Building a User-Generated Content Mod…

Why Moderation Architecture Starts at the Storage Layer

Content moderation is often thought of as a classification problem: does this image contain prohibited content? But before classification can happen, the uploaded content must be stored somewhere that prevents it from being served to other users before review, preserves it for legal hold even after deletion, supports the complete appeal and reinstatement workflow, and provides an audit trail for platform compliance obligations.

The storage architecture is the foundation of the moderation pipeline. Getting it wrong means either content is exposed before moderation, which creates legal and reputational risk, or approved content is lost during status transitions, which creates product failures. This guide covers the correct design.

The Three-Bucket Moderation Architecture

The diagram below shows how the three buckets relate to each other and to the moderation pipeline that moves content between them.

Flow diagram showing three-bucket UGC moderation architecture

Every upload lands in staging first. Nothing reaches users until moderation makes a decision. Nothing is deleted without an archive record.

Bucket 1: Upload Staging (Private)

Every user upload lands here first. This bucket is entirely private, meaning no content in it is ever served to any other user. The upload service has write access. The moderation pipeline has read access. No other service has any access.

Content remains in the staging bucket until the moderation pipeline makes a final decision. For automated moderation, this may take seconds. For content that requires human review, it may take hours or days.

Object tagging tracks moderation status within this bucket. On upload, each object receives a pending moderation status tag. The moderation pipeline then updates that tag to approved, rejected, or flagged for human review depending on the outcome.
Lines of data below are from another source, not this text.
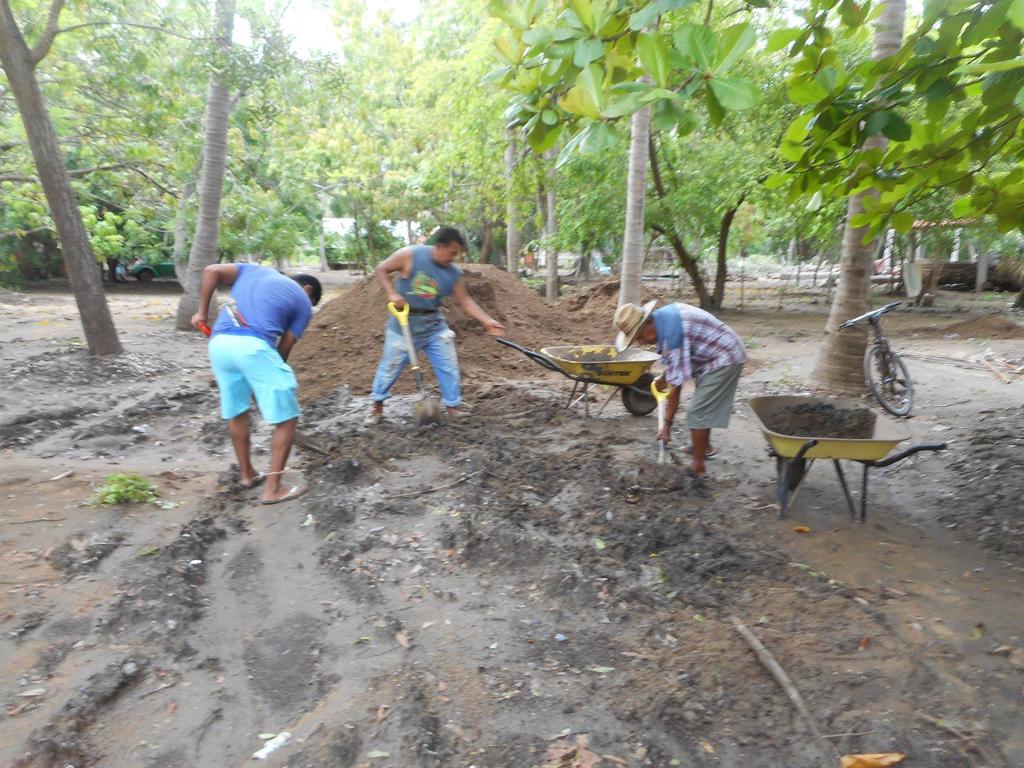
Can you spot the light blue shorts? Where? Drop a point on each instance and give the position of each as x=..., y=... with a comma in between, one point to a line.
x=247, y=366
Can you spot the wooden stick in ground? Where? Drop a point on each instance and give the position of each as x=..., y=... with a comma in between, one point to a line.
x=436, y=487
x=829, y=756
x=970, y=741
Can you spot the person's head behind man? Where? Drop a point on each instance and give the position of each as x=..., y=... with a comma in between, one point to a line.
x=449, y=244
x=311, y=287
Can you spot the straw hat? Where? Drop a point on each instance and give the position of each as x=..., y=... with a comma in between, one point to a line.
x=628, y=320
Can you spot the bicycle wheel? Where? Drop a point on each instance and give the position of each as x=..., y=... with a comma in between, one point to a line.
x=889, y=380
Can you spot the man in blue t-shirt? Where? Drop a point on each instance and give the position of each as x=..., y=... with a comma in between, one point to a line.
x=252, y=337
x=426, y=274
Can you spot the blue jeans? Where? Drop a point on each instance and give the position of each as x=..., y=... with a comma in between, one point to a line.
x=439, y=349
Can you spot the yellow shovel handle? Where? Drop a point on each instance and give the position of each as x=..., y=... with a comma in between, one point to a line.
x=659, y=394
x=401, y=314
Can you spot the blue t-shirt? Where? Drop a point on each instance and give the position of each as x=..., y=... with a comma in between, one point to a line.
x=269, y=303
x=425, y=288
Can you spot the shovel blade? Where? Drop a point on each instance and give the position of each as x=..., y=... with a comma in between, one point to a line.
x=426, y=412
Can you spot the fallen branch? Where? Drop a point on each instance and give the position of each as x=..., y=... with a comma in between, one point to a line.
x=829, y=756
x=38, y=519
x=436, y=487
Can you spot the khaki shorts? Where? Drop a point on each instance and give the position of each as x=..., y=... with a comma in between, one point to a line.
x=711, y=406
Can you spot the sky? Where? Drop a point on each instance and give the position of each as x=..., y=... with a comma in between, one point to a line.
x=309, y=22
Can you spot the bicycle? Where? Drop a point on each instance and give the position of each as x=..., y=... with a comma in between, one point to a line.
x=885, y=372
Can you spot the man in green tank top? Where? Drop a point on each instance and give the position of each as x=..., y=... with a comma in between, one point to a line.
x=423, y=276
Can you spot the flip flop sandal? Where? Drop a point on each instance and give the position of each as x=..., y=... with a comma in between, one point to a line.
x=254, y=482
x=710, y=455
x=293, y=493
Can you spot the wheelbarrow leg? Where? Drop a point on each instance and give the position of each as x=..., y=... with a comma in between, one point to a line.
x=863, y=496
x=846, y=488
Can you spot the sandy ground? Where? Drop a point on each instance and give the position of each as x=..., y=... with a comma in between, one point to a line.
x=523, y=588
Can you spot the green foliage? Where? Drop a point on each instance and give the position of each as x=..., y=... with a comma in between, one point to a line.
x=125, y=488
x=578, y=67
x=950, y=103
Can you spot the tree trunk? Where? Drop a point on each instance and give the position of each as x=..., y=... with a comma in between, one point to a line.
x=211, y=183
x=636, y=192
x=86, y=281
x=487, y=245
x=718, y=298
x=512, y=233
x=551, y=229
x=325, y=210
x=840, y=364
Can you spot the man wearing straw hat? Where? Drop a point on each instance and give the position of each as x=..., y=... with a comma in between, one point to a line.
x=693, y=344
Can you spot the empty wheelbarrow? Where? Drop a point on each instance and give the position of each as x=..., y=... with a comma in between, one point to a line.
x=800, y=429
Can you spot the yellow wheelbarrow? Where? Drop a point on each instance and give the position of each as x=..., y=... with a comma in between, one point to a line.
x=796, y=453
x=599, y=364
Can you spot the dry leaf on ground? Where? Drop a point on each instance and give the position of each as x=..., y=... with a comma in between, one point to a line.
x=872, y=761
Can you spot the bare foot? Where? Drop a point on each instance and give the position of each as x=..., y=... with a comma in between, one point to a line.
x=283, y=495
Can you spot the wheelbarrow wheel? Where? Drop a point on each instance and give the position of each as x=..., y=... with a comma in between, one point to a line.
x=795, y=473
x=637, y=397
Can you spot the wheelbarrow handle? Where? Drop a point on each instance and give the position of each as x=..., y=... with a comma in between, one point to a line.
x=659, y=394
x=909, y=452
x=534, y=355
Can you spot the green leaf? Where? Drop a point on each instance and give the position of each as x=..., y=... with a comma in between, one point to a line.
x=669, y=116
x=733, y=43
x=715, y=111
x=806, y=91
x=876, y=122
x=585, y=12
x=902, y=221
x=781, y=38
x=625, y=105
x=592, y=81
x=600, y=136
x=578, y=101
x=587, y=51
x=735, y=93
x=896, y=128
x=698, y=43
x=653, y=56
x=1016, y=13
x=963, y=207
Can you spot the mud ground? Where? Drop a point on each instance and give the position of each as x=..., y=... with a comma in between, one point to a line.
x=523, y=588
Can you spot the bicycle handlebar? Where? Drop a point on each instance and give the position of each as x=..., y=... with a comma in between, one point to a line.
x=869, y=315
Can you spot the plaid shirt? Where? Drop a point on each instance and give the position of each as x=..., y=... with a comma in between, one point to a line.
x=708, y=345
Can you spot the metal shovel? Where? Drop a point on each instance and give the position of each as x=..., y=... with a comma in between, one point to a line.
x=660, y=396
x=426, y=410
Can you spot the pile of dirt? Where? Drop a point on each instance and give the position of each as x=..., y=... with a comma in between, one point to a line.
x=344, y=343
x=823, y=420
x=988, y=485
x=982, y=327
x=599, y=300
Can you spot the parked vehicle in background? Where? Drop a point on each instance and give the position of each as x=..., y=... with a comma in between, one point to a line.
x=144, y=271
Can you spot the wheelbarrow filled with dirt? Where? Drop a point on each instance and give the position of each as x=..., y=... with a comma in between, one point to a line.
x=589, y=365
x=801, y=429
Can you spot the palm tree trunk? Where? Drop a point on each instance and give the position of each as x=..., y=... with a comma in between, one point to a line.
x=840, y=361
x=18, y=64
x=211, y=184
x=636, y=193
x=512, y=235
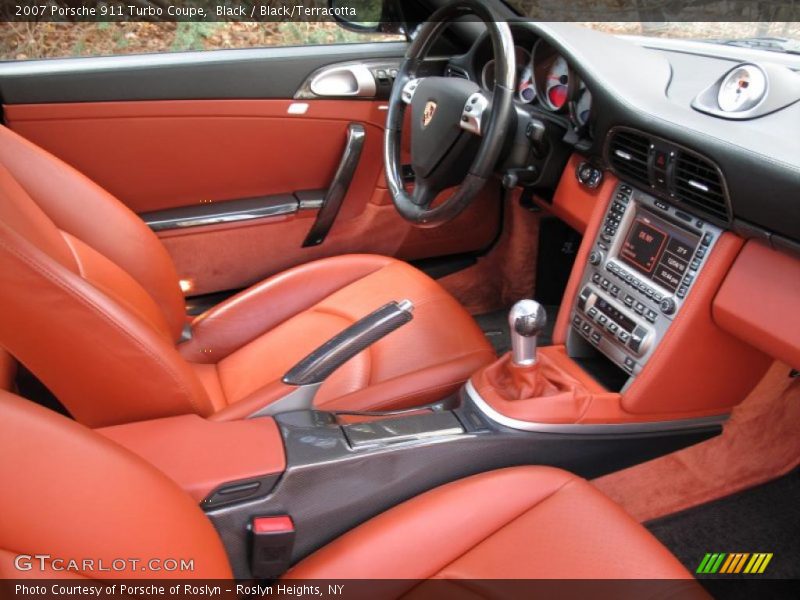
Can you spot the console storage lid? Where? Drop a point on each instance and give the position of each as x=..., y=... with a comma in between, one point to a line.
x=202, y=456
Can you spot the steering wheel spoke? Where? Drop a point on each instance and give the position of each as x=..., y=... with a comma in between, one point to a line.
x=475, y=111
x=423, y=195
x=410, y=88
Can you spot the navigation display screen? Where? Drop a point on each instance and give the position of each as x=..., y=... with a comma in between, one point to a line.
x=658, y=249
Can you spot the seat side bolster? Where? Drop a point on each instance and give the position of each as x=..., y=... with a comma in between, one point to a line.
x=103, y=362
x=239, y=320
x=421, y=536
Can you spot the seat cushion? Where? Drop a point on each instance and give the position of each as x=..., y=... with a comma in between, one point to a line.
x=255, y=337
x=71, y=495
x=517, y=523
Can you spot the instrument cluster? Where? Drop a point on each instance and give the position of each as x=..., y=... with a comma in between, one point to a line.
x=545, y=79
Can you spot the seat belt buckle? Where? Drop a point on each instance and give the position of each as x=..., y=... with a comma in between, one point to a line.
x=271, y=545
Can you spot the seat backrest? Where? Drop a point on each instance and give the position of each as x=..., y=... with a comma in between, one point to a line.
x=89, y=298
x=72, y=494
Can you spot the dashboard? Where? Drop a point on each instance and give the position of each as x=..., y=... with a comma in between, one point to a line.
x=545, y=79
x=710, y=130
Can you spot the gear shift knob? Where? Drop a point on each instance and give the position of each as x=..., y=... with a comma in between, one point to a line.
x=526, y=319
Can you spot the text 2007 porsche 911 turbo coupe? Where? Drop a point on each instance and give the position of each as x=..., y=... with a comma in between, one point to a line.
x=459, y=295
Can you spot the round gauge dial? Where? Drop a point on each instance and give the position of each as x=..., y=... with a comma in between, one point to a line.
x=742, y=89
x=525, y=91
x=580, y=104
x=550, y=76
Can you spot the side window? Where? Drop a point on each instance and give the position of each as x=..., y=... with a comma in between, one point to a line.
x=44, y=39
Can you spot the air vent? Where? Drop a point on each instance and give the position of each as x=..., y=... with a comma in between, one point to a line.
x=628, y=153
x=452, y=71
x=698, y=184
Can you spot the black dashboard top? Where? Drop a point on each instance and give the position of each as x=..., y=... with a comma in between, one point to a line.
x=648, y=87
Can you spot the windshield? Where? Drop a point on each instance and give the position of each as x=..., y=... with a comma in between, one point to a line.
x=774, y=35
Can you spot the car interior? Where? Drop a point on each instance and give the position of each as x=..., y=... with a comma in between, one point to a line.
x=507, y=300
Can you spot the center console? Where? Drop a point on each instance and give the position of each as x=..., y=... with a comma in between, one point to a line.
x=643, y=263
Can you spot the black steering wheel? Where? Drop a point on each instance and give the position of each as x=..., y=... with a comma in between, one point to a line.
x=452, y=121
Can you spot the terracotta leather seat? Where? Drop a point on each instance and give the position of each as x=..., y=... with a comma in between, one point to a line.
x=90, y=303
x=522, y=522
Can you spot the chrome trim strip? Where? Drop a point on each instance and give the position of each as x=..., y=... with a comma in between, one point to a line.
x=221, y=212
x=589, y=429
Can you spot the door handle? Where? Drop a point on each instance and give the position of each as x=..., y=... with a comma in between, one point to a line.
x=350, y=80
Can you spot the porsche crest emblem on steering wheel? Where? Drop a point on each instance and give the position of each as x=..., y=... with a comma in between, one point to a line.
x=427, y=114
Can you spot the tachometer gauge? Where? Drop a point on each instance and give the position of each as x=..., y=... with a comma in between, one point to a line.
x=580, y=103
x=556, y=82
x=524, y=89
x=742, y=89
x=550, y=76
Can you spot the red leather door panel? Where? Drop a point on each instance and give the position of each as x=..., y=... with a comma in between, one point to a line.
x=163, y=154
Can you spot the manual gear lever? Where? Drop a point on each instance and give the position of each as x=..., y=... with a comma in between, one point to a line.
x=526, y=319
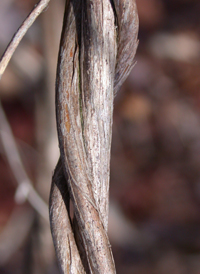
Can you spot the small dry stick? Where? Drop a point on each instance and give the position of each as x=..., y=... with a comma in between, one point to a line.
x=20, y=34
x=97, y=49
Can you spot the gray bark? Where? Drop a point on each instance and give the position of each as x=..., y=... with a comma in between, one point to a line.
x=97, y=48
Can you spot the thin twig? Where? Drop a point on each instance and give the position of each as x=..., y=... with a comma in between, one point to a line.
x=37, y=10
x=16, y=165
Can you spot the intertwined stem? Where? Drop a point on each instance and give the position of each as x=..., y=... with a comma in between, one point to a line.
x=98, y=44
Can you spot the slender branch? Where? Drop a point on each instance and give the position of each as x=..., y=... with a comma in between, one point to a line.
x=37, y=10
x=97, y=49
x=16, y=165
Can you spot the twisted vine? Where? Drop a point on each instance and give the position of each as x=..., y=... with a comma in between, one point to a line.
x=98, y=45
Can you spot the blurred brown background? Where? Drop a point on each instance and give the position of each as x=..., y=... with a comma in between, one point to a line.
x=155, y=165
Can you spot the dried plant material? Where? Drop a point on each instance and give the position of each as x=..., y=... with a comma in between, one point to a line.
x=97, y=48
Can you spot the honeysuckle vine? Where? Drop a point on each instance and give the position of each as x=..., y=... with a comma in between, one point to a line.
x=97, y=49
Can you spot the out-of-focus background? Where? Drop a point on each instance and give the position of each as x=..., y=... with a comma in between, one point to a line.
x=154, y=223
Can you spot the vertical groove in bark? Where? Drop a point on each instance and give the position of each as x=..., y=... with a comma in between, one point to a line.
x=98, y=44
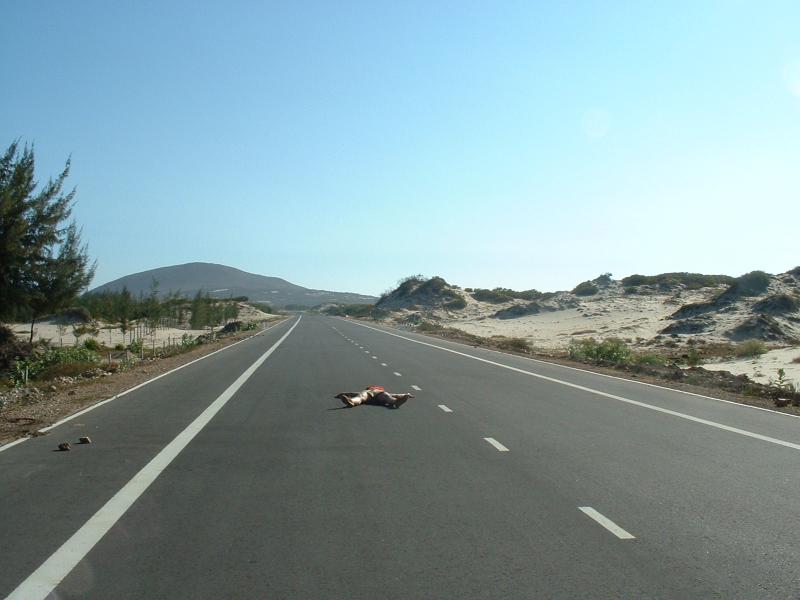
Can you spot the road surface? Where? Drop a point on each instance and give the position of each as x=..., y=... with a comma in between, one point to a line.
x=240, y=476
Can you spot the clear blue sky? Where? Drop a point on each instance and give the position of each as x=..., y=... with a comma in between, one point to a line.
x=344, y=145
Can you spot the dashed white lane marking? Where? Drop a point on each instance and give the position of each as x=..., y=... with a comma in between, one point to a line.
x=666, y=411
x=46, y=578
x=606, y=522
x=496, y=444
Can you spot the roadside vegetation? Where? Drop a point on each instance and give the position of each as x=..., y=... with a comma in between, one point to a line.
x=692, y=281
x=500, y=295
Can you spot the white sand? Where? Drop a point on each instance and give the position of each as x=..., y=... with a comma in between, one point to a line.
x=765, y=367
x=629, y=317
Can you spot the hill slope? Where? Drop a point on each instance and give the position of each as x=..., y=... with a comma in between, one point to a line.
x=222, y=281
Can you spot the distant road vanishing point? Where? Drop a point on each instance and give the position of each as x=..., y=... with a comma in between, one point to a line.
x=241, y=475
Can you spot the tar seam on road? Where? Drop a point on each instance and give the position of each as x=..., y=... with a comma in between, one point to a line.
x=496, y=444
x=47, y=577
x=133, y=389
x=607, y=523
x=666, y=411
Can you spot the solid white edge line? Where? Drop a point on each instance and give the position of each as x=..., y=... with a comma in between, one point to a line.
x=47, y=577
x=617, y=377
x=606, y=522
x=83, y=411
x=496, y=444
x=674, y=413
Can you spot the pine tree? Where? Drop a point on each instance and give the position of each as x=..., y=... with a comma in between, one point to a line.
x=43, y=265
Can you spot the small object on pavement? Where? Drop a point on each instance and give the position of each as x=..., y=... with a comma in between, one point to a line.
x=373, y=394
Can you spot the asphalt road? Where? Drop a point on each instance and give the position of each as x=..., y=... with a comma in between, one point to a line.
x=503, y=478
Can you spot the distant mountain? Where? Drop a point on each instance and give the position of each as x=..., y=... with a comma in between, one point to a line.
x=222, y=282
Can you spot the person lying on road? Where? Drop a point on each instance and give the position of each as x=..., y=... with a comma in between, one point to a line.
x=373, y=394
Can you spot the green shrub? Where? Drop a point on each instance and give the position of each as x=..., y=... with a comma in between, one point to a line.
x=500, y=295
x=492, y=296
x=429, y=326
x=693, y=358
x=70, y=369
x=750, y=348
x=514, y=344
x=692, y=281
x=457, y=304
x=610, y=351
x=91, y=344
x=649, y=358
x=42, y=365
x=750, y=284
x=587, y=288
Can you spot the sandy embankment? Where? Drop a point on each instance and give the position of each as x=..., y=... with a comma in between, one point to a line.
x=765, y=367
x=634, y=319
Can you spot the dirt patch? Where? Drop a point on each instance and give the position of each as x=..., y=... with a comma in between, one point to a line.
x=32, y=408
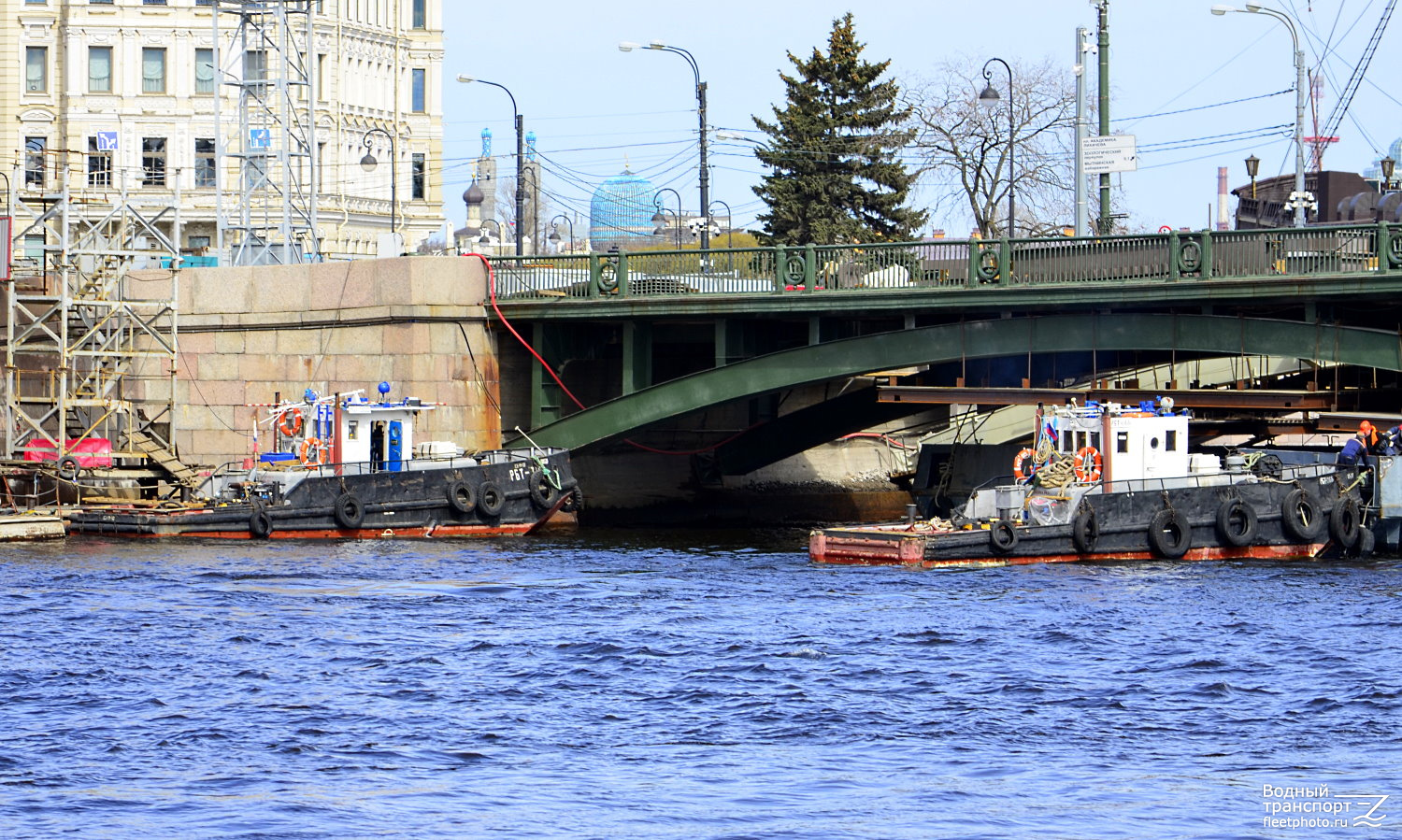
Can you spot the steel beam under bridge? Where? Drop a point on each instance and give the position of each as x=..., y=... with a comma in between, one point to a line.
x=1214, y=335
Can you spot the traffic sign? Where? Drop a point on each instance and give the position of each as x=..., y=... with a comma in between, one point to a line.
x=1112, y=153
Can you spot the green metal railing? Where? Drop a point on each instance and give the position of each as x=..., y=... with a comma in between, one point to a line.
x=822, y=269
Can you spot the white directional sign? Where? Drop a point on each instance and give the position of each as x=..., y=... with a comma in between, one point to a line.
x=1112, y=153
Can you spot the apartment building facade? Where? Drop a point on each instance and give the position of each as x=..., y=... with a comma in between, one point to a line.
x=117, y=100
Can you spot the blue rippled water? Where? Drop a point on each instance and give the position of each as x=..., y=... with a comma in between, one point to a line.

Bucket 2: Approved Content (Private Origin, CDN-Served)

Content that has passed moderation, either automatically or after human review, is copied to this bucket. The approved bucket is the CDN origin: presigned URLs or public CDN paths serve content to users from here.

Only content in the approved bucket is ever served to users. The copy from staging to approved is an atomic operation, meaning the content is either in the approved bucket and serveable, or it is not. There is no intermediate state where partially-approved content could be served. We have seen this gap appear most often when teams build status checks on the write path but not the read path, leaving rejected content accessible to anyone who had already received a URL.

Bucket 3: Evidence Archive (Private, Legal Hold)

All moderated content, whether the outcome was approval or rejection, is preserved in the evidence archive. This includes rejected content that was never served to any user. The evidence archive supports legal holds for content involved in law enforcement requests, appeal processing for content that a user disputes, and platform compliance audits demonstrating that prohibited content was handled correctly.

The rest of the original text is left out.